At least 48 people were killed and six more injured in a Russian attack on a village cafe in northeastern Ukraine on Thursday, officials in Kyiv said.
The attack came as Ukrainian President Volodymyr Zelenskyy attended a summit of around 50 European leaders in Spain to drum up support from the country's allies.
Zelenskyy denounced the attack on the store and cafe in the village of Hroza as a "demonstrably brutal Russian crime" and "a completely deliberate act of terrorism."
He urged Western allies to help strengthen Ukraine's air defenses, saying that "Russian terror must be stopped."
"Russia needs this and similar terrorist attacks for only one thing: to make its genocidal aggression the new norm for the whole world," he said.
"Now we are talking with European leaders, in particular, about strengthening our air defense, strengthening our soldiers, giving our country protection from terror.

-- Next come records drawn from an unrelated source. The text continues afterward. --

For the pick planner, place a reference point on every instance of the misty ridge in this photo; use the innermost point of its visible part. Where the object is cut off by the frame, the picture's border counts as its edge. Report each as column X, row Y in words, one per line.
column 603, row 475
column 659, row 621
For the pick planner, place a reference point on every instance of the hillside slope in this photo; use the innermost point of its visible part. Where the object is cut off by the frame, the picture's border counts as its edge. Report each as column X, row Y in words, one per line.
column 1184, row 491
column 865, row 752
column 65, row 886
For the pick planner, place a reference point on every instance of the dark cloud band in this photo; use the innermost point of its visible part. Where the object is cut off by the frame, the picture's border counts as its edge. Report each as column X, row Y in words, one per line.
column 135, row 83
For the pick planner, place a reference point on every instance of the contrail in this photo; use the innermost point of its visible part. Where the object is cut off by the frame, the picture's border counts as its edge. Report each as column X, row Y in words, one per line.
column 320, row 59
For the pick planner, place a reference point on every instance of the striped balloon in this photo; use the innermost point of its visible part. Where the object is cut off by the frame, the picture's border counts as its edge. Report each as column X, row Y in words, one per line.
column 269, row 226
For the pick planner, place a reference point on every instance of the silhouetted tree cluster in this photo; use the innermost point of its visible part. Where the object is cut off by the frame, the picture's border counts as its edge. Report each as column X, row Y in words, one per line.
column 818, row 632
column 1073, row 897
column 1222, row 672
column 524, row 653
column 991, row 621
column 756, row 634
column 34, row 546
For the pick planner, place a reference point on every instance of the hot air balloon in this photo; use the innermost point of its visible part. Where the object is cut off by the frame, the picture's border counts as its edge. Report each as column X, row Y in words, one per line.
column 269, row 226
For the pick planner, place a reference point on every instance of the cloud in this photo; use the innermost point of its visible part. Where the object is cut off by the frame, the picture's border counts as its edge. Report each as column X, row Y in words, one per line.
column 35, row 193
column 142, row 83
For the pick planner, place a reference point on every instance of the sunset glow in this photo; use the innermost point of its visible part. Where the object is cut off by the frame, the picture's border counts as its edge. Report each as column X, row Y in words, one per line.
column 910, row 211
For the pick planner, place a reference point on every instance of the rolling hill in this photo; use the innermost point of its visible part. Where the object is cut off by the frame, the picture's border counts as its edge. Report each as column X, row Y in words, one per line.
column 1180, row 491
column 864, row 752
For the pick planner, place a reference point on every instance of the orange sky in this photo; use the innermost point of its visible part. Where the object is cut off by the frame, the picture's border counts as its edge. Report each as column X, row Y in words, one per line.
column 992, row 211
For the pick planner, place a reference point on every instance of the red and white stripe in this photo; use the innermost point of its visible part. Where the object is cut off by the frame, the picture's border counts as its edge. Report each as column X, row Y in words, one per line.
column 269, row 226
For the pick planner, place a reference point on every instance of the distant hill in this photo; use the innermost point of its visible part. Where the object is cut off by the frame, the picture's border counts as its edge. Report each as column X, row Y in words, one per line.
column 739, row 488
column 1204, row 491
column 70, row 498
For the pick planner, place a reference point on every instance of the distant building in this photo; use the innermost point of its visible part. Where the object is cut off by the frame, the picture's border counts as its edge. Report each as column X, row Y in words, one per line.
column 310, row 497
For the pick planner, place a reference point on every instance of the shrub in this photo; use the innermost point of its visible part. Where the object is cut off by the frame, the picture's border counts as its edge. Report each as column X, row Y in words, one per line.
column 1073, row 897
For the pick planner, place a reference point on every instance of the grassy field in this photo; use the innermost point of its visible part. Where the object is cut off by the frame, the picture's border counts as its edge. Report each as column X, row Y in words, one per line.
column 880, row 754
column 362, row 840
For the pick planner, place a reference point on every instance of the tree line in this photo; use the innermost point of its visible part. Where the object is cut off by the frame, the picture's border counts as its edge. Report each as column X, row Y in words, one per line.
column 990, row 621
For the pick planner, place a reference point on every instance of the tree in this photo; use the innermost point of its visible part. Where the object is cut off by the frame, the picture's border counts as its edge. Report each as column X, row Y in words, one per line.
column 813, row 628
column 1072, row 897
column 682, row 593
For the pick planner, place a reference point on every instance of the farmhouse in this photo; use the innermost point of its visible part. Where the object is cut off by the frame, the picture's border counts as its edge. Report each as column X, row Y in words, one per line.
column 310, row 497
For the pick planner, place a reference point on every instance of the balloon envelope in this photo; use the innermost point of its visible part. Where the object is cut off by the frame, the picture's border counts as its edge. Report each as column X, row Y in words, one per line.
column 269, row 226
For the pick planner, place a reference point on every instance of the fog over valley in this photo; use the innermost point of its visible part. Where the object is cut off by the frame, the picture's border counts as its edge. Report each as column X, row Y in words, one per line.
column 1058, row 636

And we will respond to the terrorists," he added.
Zelenskyy also posted an image of a woman kneeling over the body of someone apparently killed in the strike, with other corpses strewn around her, while rescue workers worked nearby.
Presidential Chief of Staff Andrii Yermak and Kharkiv Gov. Oleh Syniehubov said Russian forces shelled a shop and a cafe in the village of Hroza, in the Kharkiv region, around 1 p.m. (10 a.m. GMT)
A 6-year-old boy was among those killed in the attack, Syniehubov said, and one child was also among the wounded.
The village is 30 kilometers (around 20 miles) west of Kupiansk, a frontline town, and is estimated to have had a pre-war population of around 500 people.